FLOP - Fundamental Laws Of Profit
1. Mais vale perder um ganho que ganhar uma perda, a menos que se cumpra a Segunda Lei.
2. A expectativa de ganho deve superar a expectativa de perda, onde a expectativa mede a
__.amplitude média do ganho/perda contra a respectiva probabilidade.
3. A Primeira Lei não é mesmo necessária mas com Três Leis isto fica definitivamente mais giro.
Re: CoronaVirus, panico justificado...?
Combating the coronavirus pandemic: Bosch develops rapid test for COVID-19
Reliable test results enable differential diagnosis in under 2.5 hours
https://www.bosch-presse.de/pressportal/de/en/combating-the-coronavirus-pandemic-bosch-develops-rapid-test-for-covid-19-209792.html
Reliable test results enable differential diagnosis in under 2.5 hours
the rapid test can detect a SARS-CoV-2 coronavirus infection in patients in under two and a half hours – measured from the time the sample is taken to the time the result arrives. Another advantage of the rapid test is that it can be performed directly at the point of care. This eliminates the need to transport samples, which takes up valuable time. It also means patients quickly gain certainty about their state of health, while allowing infected individuals to be identified and isolated immediately. With the tests currently in use, patients must usually wait one to two days for a result.

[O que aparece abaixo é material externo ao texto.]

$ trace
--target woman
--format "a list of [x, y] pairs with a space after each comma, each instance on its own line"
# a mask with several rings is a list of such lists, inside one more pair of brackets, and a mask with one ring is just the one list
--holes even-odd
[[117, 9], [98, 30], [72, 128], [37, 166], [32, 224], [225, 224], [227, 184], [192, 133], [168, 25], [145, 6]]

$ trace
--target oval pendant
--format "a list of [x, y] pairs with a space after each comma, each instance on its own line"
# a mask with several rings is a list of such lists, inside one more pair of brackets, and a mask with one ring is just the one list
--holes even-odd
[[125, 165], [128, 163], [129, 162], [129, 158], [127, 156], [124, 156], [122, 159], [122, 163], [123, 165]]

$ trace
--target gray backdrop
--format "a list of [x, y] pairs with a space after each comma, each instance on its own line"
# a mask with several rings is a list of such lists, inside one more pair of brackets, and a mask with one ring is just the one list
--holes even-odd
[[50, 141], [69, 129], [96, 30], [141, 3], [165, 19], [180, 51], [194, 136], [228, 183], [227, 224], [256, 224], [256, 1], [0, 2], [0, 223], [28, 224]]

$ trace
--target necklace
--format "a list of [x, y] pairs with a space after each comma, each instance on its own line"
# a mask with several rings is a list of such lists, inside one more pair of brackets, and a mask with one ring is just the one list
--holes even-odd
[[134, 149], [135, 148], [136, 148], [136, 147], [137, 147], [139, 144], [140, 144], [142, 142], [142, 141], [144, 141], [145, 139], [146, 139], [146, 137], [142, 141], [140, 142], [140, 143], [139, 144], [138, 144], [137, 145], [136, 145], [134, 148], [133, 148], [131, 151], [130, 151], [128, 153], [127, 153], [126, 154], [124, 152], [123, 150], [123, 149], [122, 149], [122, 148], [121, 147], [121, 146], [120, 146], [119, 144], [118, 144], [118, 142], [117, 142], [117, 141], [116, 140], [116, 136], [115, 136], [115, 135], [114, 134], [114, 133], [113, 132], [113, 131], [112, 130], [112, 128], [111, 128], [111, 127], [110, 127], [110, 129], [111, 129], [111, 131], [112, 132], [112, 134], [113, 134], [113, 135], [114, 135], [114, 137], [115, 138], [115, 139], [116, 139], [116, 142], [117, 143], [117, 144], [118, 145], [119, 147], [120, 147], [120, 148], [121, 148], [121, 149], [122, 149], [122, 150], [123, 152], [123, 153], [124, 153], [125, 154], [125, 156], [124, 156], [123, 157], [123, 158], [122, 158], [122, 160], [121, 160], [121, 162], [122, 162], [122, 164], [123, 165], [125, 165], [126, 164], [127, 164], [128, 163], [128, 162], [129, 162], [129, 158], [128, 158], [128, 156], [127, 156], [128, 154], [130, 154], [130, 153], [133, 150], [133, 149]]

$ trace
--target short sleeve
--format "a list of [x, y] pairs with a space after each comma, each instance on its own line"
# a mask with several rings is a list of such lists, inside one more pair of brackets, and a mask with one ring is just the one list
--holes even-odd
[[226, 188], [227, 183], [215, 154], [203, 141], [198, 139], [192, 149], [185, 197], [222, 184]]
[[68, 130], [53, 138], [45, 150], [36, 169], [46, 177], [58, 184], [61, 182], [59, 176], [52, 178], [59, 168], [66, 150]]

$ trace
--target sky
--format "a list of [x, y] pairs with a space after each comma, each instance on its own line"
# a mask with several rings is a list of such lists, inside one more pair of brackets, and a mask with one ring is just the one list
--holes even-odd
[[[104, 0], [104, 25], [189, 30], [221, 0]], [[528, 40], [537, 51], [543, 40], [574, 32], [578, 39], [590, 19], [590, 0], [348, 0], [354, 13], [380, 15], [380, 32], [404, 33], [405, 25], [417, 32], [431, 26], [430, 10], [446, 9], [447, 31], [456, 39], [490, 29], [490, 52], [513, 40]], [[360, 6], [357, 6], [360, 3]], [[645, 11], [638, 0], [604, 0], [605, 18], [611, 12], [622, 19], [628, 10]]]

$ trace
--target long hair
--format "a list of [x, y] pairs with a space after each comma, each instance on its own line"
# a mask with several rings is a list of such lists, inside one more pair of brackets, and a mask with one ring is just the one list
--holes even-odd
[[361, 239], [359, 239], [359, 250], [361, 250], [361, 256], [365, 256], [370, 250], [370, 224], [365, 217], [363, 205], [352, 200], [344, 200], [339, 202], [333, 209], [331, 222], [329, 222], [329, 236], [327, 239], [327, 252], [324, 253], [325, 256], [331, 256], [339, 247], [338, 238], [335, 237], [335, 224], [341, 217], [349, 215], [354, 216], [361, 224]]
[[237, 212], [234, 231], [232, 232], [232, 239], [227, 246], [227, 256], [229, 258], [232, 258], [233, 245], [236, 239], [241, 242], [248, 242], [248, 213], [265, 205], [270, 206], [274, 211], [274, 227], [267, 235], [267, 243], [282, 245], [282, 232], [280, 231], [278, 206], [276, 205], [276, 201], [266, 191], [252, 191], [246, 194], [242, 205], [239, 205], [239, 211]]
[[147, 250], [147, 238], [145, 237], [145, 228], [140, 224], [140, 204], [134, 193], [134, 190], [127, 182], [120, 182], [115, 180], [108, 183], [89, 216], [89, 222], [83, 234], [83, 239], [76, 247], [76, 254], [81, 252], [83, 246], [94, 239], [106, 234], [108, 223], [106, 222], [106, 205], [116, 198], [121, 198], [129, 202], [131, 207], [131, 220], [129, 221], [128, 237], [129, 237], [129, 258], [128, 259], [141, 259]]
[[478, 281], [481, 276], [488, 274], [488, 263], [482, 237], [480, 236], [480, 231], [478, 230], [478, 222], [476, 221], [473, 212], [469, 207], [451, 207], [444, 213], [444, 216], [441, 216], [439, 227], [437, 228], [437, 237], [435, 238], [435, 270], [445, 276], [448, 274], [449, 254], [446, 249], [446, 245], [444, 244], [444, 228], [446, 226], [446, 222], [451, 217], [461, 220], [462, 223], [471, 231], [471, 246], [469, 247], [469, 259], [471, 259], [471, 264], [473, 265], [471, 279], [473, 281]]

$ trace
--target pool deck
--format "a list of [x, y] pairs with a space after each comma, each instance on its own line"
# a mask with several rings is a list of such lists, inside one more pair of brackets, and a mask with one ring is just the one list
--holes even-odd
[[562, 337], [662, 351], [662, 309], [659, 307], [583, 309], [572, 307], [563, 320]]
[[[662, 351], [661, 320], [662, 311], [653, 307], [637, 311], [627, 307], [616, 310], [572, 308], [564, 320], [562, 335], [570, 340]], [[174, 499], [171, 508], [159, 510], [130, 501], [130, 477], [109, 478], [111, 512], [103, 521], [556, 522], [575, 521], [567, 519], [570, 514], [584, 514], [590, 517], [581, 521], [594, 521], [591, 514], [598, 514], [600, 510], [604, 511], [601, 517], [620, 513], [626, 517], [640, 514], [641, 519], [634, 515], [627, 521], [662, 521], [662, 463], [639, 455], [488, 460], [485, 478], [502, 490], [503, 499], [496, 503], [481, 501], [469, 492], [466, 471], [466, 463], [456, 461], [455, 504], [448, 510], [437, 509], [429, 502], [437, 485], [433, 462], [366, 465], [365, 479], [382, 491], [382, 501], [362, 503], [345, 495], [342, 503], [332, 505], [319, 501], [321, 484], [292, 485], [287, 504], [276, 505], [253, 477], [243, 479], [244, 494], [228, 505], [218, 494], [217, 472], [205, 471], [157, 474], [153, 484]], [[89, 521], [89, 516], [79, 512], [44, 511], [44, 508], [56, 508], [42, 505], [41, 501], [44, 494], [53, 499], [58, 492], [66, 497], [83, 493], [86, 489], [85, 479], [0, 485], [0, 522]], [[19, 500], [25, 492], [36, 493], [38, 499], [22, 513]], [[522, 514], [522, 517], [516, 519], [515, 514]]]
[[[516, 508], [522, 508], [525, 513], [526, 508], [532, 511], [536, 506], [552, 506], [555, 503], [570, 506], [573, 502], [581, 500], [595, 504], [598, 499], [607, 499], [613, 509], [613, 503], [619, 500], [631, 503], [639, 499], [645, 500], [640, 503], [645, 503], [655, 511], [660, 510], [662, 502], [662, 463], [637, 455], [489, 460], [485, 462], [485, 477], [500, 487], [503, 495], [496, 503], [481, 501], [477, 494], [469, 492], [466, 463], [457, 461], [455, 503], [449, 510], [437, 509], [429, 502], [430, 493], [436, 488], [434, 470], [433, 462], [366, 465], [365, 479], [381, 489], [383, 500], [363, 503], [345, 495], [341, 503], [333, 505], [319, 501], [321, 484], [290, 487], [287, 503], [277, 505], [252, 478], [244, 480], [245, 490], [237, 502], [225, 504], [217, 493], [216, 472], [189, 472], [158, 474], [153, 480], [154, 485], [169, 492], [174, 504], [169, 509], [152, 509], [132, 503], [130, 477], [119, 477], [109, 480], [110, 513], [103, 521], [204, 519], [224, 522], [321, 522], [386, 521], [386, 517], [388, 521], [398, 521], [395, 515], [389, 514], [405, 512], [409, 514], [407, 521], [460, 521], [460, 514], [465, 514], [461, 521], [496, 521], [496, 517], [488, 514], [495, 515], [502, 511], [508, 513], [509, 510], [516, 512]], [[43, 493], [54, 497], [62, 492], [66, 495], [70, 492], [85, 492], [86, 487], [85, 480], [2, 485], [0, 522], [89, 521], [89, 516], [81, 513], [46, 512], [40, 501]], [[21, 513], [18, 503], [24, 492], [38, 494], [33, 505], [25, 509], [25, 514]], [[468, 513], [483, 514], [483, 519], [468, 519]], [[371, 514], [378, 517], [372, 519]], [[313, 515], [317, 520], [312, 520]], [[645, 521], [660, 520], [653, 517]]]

Bosch’s rapid test is one of the world’s first fully automated molecular diagnostic tests that can be used directly by all medical institutions. What’s more, it allows a single sample to be tested not just for COVID-19 but also for nine other respiratory diseases, including influenza A and B, simultaneously. “The special feature of the Bosch test is that it offers differential diagnosis, which saves doctors the additional time needed for further tests. It also provides them with a reliable diagnosis quickly so they can then begin suitable treatment faster,” says Marc Meier, president of Bosch Healthcare Solutions GmbH. The newly developed test will be available in Germany starting in April, with other markets in Europe and elsewhere to follow.